Reputation: 293
I'm running a standard configuration of Apache with PHP. I'm wondering what happens when a client requests a page that causes a PHP script to execute, then the client kills the request from the server, before the script finishes. Does Apache kill the script in some way, or is it allowed to complete nonetheless?
Upvotes: 6
Views: 2048
Reputation: 385164
The documentation answers this:
When a PHP script is running normally the NORMAL state, is active. If the remote client disconnects the ABORTED state flag is turned on. A remote client disconnect is usually caused by the user hitting his STOP button. If the PHP-imposed time limit (see set_time_limit()) is hit, the TIMEOUT state flag is turned on.

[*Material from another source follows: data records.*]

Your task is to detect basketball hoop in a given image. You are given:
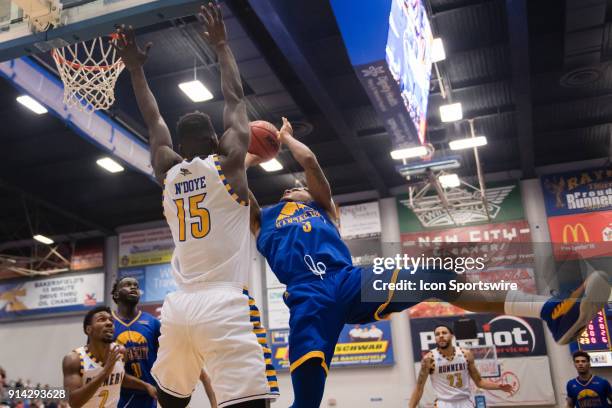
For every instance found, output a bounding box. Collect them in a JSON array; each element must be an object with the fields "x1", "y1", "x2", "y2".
[{"x1": 52, "y1": 34, "x2": 125, "y2": 112}]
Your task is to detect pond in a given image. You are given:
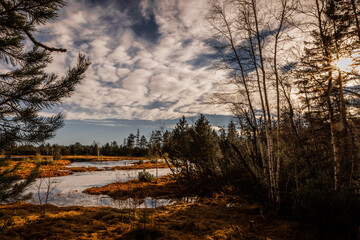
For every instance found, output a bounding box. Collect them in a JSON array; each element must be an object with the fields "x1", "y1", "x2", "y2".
[
  {"x1": 25, "y1": 160, "x2": 176, "y2": 208},
  {"x1": 66, "y1": 159, "x2": 146, "y2": 169}
]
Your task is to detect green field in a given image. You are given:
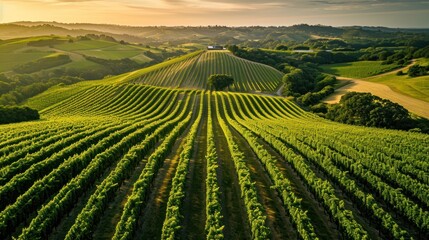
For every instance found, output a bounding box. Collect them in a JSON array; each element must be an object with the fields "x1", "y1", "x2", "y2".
[
  {"x1": 0, "y1": 36, "x2": 156, "y2": 73},
  {"x1": 54, "y1": 39, "x2": 117, "y2": 51},
  {"x1": 364, "y1": 68, "x2": 429, "y2": 102},
  {"x1": 128, "y1": 50, "x2": 283, "y2": 92},
  {"x1": 2, "y1": 33, "x2": 429, "y2": 240},
  {"x1": 321, "y1": 61, "x2": 400, "y2": 78},
  {"x1": 1, "y1": 80, "x2": 428, "y2": 240},
  {"x1": 0, "y1": 52, "x2": 52, "y2": 72}
]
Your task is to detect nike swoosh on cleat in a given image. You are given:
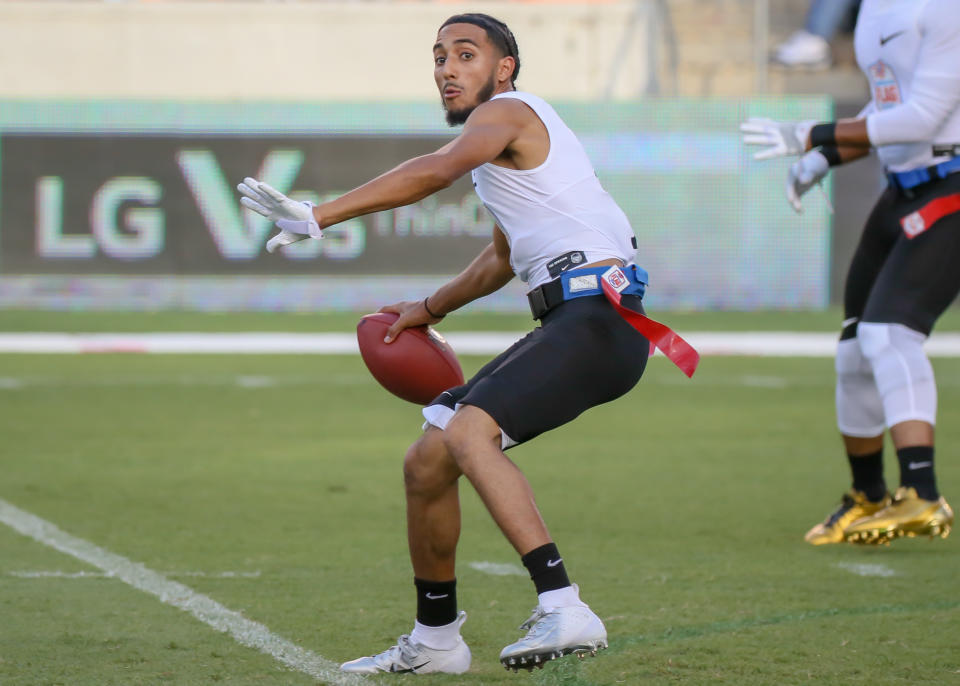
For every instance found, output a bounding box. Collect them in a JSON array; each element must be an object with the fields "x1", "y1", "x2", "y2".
[
  {"x1": 908, "y1": 461, "x2": 933, "y2": 469},
  {"x1": 880, "y1": 30, "x2": 905, "y2": 46},
  {"x1": 546, "y1": 558, "x2": 563, "y2": 568},
  {"x1": 389, "y1": 661, "x2": 431, "y2": 673},
  {"x1": 425, "y1": 592, "x2": 449, "y2": 599}
]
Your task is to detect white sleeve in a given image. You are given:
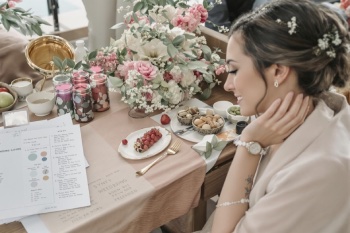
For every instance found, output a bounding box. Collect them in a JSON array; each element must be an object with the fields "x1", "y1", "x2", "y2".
[{"x1": 233, "y1": 158, "x2": 349, "y2": 233}]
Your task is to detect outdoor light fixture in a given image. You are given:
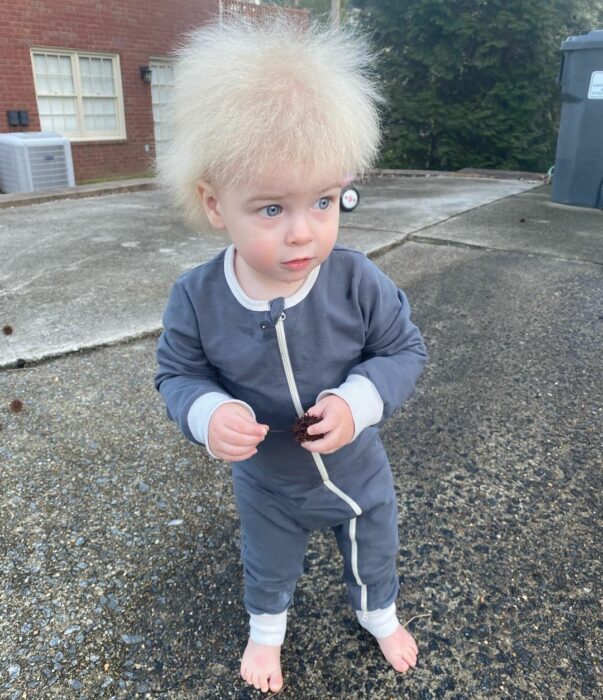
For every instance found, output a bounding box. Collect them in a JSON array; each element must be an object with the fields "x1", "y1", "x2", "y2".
[{"x1": 140, "y1": 66, "x2": 152, "y2": 85}]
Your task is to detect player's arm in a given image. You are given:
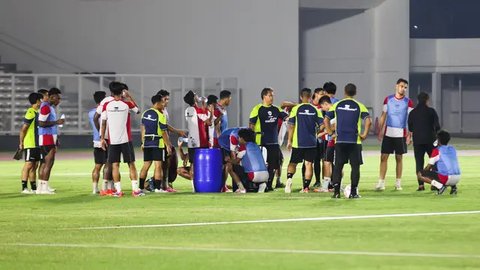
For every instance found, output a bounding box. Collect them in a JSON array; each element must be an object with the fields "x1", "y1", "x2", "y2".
[
  {"x1": 360, "y1": 117, "x2": 372, "y2": 141},
  {"x1": 123, "y1": 91, "x2": 140, "y2": 114},
  {"x1": 140, "y1": 124, "x2": 145, "y2": 150},
  {"x1": 324, "y1": 105, "x2": 335, "y2": 135},
  {"x1": 378, "y1": 98, "x2": 388, "y2": 140},
  {"x1": 287, "y1": 123, "x2": 294, "y2": 151},
  {"x1": 19, "y1": 123, "x2": 29, "y2": 150},
  {"x1": 280, "y1": 101, "x2": 296, "y2": 109},
  {"x1": 359, "y1": 104, "x2": 371, "y2": 141},
  {"x1": 100, "y1": 110, "x2": 108, "y2": 150},
  {"x1": 249, "y1": 106, "x2": 259, "y2": 130},
  {"x1": 163, "y1": 131, "x2": 172, "y2": 156},
  {"x1": 424, "y1": 149, "x2": 439, "y2": 171},
  {"x1": 168, "y1": 125, "x2": 187, "y2": 137},
  {"x1": 94, "y1": 112, "x2": 101, "y2": 131}
]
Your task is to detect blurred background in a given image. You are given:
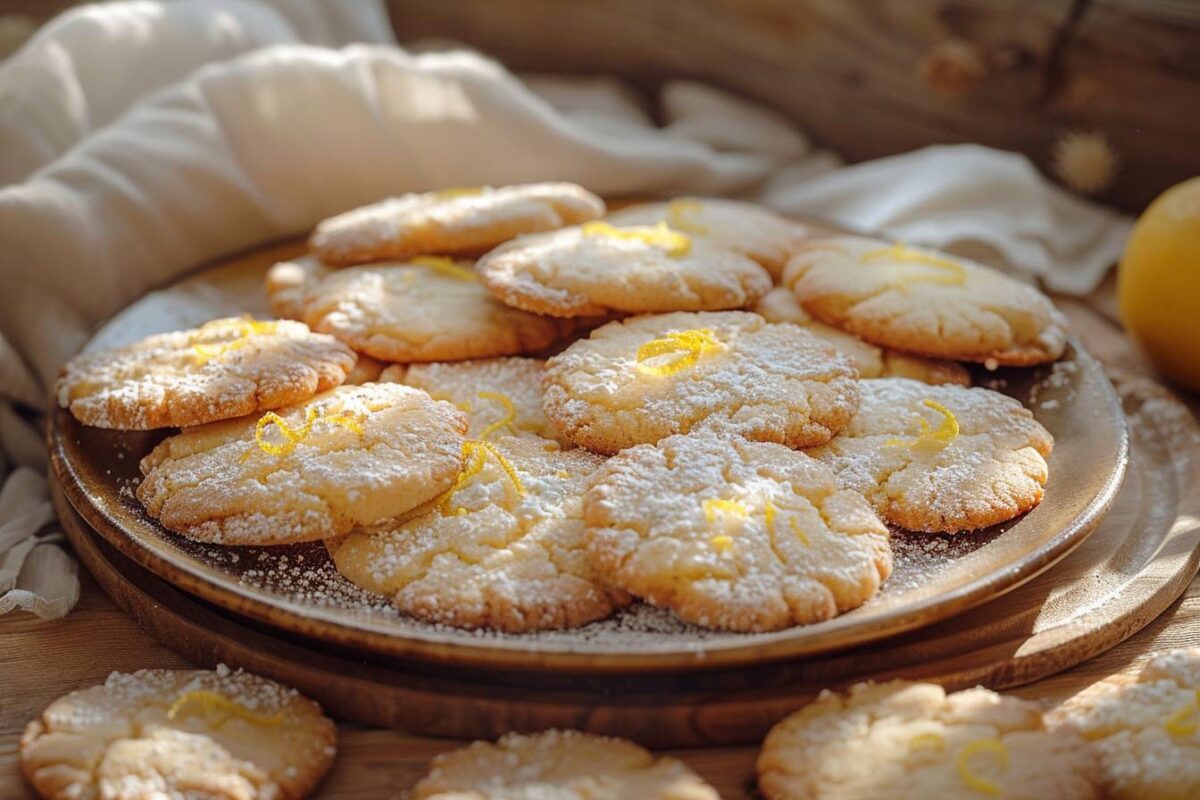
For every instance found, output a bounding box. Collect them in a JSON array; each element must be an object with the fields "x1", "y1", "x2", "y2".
[{"x1": 6, "y1": 0, "x2": 1198, "y2": 211}]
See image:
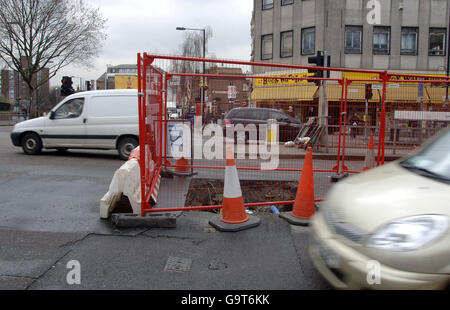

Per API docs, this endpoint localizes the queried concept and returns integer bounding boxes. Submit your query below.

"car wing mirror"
[49,111,55,119]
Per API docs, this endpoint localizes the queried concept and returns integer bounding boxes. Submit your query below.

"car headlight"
[367,215,448,252]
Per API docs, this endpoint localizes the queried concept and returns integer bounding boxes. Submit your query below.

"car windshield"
[400,129,450,183]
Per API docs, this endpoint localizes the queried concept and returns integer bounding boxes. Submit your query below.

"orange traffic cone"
[280,147,315,226]
[209,146,261,232]
[363,133,375,171]
[175,157,190,173]
[221,146,247,224]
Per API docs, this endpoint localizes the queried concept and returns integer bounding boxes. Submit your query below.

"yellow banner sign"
[254,73,314,87]
[343,72,447,85]
[255,71,447,87]
[342,72,380,80]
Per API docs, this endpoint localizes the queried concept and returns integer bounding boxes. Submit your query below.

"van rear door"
[43,97,86,147]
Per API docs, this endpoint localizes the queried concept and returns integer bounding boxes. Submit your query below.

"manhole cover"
[164,256,192,273]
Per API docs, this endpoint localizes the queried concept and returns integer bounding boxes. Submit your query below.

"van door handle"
[83,118,87,124]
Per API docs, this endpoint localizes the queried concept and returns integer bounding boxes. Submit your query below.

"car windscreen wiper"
[399,161,450,184]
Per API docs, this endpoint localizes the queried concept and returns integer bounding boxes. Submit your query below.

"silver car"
[310,128,450,290]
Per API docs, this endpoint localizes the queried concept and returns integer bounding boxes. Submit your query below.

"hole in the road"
[185,179,295,214]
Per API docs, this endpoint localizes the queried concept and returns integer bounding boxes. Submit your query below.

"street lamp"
[176,26,206,119]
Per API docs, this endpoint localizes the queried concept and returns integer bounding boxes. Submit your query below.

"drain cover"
[164,256,192,273]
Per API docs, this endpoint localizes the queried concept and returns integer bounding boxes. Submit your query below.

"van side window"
[54,98,85,119]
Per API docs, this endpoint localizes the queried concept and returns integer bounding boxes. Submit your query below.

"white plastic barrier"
[99,158,141,219]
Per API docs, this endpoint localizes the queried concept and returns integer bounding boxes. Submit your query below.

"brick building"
[206,66,250,116]
[1,58,50,113]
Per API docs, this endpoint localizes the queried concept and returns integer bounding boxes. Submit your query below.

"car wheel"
[118,137,138,160]
[21,133,42,155]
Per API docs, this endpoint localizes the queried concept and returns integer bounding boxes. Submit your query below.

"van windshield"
[399,129,450,183]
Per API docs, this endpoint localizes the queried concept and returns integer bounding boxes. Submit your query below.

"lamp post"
[176,26,206,119]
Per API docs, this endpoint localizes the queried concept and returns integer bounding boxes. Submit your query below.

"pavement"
[0,125,332,290]
[0,212,332,290]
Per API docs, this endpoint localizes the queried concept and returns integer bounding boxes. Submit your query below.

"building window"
[262,0,274,10]
[429,28,446,56]
[281,31,293,58]
[401,27,418,55]
[301,27,315,55]
[373,26,390,55]
[345,26,363,54]
[261,34,273,60]
[281,0,294,5]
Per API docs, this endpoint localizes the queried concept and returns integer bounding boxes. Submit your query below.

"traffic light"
[61,76,74,96]
[86,81,91,91]
[365,84,373,100]
[307,51,331,86]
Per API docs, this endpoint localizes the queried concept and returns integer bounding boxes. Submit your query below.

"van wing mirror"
[49,111,55,119]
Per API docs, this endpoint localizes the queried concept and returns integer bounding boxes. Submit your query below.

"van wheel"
[118,137,138,160]
[22,133,42,155]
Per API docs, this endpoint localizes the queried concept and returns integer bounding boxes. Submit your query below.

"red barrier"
[137,53,450,215]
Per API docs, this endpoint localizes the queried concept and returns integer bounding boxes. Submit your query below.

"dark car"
[223,107,302,142]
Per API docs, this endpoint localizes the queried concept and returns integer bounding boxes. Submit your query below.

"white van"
[10,89,139,160]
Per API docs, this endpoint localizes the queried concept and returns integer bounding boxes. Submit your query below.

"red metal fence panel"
[138,54,164,215]
[137,53,450,216]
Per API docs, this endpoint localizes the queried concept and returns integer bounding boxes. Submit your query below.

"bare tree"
[0,0,107,117]
[170,26,213,115]
[171,26,213,74]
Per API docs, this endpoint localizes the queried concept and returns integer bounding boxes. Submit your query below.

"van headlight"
[367,215,448,252]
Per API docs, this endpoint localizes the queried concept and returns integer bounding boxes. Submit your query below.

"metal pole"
[365,98,368,140]
[323,51,329,152]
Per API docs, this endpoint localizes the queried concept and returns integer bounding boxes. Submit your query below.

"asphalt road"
[0,126,128,233]
[0,125,332,291]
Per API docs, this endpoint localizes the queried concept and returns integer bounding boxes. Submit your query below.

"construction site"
[99,53,450,230]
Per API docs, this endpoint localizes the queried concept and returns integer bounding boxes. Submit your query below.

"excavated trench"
[184,179,298,214]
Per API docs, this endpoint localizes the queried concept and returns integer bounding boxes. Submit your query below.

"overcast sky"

You can decide whether or not you want a client disconnect to cause your script to be aborted. Sometimes it is handy to always have your scripts run to completion even if there is no remote browser receiving the output. The default behaviour is however for your script to be aborted when the remote client disconnects. This behaviour can be set via the ignore_user_abort php.ini directive as well as through the corresponding php_value ignore_user_abort Apache httpd.conf directive or with the ignore_user_abort() function. If you do not tell PHP to ignore a user abort and the user aborts, your script will terminate.
If you want to tell the remote client that the script is complete, but continue post-request processing nonetheless, look at this question/answer.